August 3, 2012
The federal government could save $7 billion annually by adopting stricter fuel regulations for its contracted automotive fleet, a clean energy advocacy group report concludes.
The report by the American Clean Skies Foundation suggests extending the purview of existing regulations for government-owned or -leased vehicles, dictated by an executive order that President Obama signed in 2009.
“Our plan ratchets down the government’s consumption of oil -- and the fiscal and environmental costs that come with it -- by requiring federal agencies to apply to third-party transportation providers the same kinds of alternative fuel targets, efficiency standards and reporting practices that agencies currently apply to their own vehicle fleets,” the nonprofit group wrote in its report.
The foundation recommended that by 2015, federal agencies should require at least 5 percent of federally contracted shipments to be delivered with alternative fuels, with the goal of at least a 2 percent increase in each of the following 10 years. The group also suggested Congress mandate the Government Accountability Office to report annually on the federal government’s effectiveness in reducing petroleum consumption by third-party transportation services.
Executive Order 13514 requires a 30 percent reduction in vehicle fleet petroleum use by 2020. Federal agencies -- which spend $150 billion annually on contracted transportation services, according to the report -- have it within their authority to create similar requirements for third parties without additional action from Congress, the clean energy group said.

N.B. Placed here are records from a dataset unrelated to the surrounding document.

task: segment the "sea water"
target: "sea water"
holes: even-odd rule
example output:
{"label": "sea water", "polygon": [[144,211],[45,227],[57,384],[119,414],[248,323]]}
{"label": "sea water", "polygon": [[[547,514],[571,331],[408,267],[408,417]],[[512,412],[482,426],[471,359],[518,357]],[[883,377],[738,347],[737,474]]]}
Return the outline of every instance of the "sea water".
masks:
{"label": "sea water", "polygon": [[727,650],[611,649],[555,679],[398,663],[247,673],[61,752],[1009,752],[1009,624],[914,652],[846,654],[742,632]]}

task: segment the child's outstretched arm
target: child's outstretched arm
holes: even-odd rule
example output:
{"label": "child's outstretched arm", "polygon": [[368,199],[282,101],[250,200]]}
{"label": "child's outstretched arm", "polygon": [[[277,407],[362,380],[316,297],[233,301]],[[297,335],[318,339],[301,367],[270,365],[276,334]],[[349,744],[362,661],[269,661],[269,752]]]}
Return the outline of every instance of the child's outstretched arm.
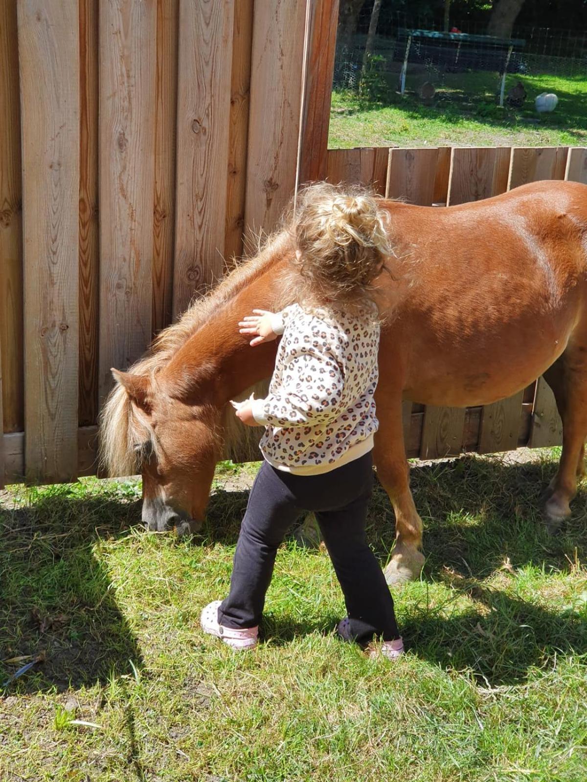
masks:
{"label": "child's outstretched arm", "polygon": [[280,312],[254,310],[253,313],[239,322],[239,334],[257,335],[249,343],[251,347],[271,342],[283,333],[283,317]]}

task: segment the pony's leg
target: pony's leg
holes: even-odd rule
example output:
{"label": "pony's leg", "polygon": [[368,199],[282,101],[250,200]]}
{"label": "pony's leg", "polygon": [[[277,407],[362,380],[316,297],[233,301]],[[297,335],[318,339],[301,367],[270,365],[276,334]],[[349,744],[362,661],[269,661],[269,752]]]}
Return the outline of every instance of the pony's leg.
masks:
{"label": "pony's leg", "polygon": [[577,481],[585,473],[587,436],[587,349],[574,344],[545,373],[563,421],[563,451],[556,475],[550,482],[545,514],[550,531],[571,515],[570,502],[577,493]]}
{"label": "pony's leg", "polygon": [[377,478],[389,495],[395,513],[395,547],[385,569],[390,585],[417,579],[424,564],[422,519],[409,490],[409,472],[402,429],[402,400],[377,406],[379,431],[375,436],[373,461]]}

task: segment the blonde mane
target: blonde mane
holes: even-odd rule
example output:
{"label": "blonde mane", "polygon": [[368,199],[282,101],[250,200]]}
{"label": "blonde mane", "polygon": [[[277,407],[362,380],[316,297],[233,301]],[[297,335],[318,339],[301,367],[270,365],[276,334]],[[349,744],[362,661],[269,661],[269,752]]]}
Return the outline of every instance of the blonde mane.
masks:
{"label": "blonde mane", "polygon": [[[154,375],[170,360],[177,350],[192,337],[211,317],[217,314],[244,288],[259,278],[276,257],[290,246],[291,239],[286,231],[268,238],[265,246],[256,256],[245,259],[224,278],[216,287],[196,299],[177,321],[164,329],[153,340],[146,354],[129,372]],[[283,286],[286,294],[288,288]],[[290,300],[283,301],[283,306]],[[264,394],[265,383],[257,384],[255,390]],[[247,389],[242,395],[250,395]],[[258,439],[258,432],[239,424],[234,414],[225,411],[221,436],[225,457],[230,458],[243,449],[250,448]],[[142,447],[150,441],[157,452],[157,439],[144,417],[139,417],[126,389],[117,384],[108,395],[99,416],[99,459],[103,469],[110,475],[135,475],[140,469]]]}

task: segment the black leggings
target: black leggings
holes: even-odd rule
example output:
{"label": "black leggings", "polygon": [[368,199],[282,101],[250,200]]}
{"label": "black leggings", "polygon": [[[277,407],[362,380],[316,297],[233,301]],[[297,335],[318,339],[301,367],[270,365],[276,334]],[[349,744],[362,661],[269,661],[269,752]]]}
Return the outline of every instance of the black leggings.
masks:
{"label": "black leggings", "polygon": [[314,511],[344,595],[350,635],[399,637],[385,576],[367,544],[373,490],[371,453],[330,472],[296,475],[263,462],[250,490],[234,555],[230,593],[218,608],[225,627],[258,625],[277,548],[302,511]]}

The White House Council on Environmental Quality maintained the administration’s policies do include “pursuing opportunities with vendors and contractors to address and incorporate incentives to reduce greenhouse gas emissions, such as changes to manufacturing, utility or delivery services, modes of transportation used and other changes in supply chain activities.” Spokeswoman Taryn Tuss told Government Executive that CEQ looks forward to reviewing the report.